Numerical Multilevel Upscaling for Incompressible Flow in Reservoir Simulation: An Element-based Algebraic Multigrid (AMGe) Approach

We study the application of a finite element numerical upscaling technique to the incompressible two-phase porous media total velocity formulation. Specifically, an element agglomeration based Algebraic Multigrid (AMGe) technique with improved approximation proper ties [37] is used, for the first time, to generate upscaled and accurate coarse systems for the reservoir simulation equations.

The upscaling technique is applied to both the mixed system for velocity and pressure and to the hyperbolic transport equations providing fully upscaled systems. By introducing additional degrees of freedom associated with non-planar interfaces between agglomerates, the coarse velocity space has guaranteed approximation properties.

The employed AMGe technique provides coarse spaces with desirable local mass conservation and stability properties analogous to the original pair of Raviart-Thomas and piecewise discontinuous polynomial spaces, resulting in strong mass conservation for the upscaled systems. Due to the guaranteed approximation properties and the generic nature of the AMGe method, recursive multilevel upscaling is automatically obtained.

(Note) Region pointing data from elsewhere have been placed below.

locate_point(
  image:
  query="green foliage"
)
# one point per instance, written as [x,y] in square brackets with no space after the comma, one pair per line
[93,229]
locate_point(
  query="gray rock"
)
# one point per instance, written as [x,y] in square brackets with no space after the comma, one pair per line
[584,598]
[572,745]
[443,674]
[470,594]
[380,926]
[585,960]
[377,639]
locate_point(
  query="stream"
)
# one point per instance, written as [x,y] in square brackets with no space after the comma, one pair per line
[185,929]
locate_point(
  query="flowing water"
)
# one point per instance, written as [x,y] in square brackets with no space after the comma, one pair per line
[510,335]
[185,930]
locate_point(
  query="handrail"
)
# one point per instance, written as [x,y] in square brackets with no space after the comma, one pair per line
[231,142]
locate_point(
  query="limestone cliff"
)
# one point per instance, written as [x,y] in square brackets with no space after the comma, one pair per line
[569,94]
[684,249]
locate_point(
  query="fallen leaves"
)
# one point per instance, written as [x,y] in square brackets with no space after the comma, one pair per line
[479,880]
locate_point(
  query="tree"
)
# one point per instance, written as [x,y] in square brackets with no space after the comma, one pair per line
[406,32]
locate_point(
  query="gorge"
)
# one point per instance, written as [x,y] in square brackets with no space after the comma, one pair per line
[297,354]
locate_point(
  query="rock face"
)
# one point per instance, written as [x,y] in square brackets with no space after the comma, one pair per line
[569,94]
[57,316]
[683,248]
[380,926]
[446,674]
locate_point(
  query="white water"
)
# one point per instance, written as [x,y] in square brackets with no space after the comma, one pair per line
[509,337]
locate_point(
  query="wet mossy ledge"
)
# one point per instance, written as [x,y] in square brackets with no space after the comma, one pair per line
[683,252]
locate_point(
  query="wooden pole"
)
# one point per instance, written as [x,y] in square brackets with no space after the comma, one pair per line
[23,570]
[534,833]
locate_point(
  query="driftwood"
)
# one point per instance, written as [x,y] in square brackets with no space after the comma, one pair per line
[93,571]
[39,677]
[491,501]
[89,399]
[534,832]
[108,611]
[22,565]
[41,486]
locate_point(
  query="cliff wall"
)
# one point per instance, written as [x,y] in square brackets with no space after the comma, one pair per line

Furthermore, this technique works for both structured and unstructured meshes. Multiscale Mixed Finite Elements exhibit accuracy for general unstructured meshes but do not in general lead to nested hierarchy of spaces. Multiscale multilevel mimetic finite differences generate nested spaces but lack the adaptivity of the flux representation on coarser levels that the proposed AMGe approach offers.

Thus, the proposed approach can be seen as a rigorous bridge that merges the best properties of these two existing methods. The accuracy and stability of the studied multilevel AMGe upscaling technique is demonstrated on two challenging test cases.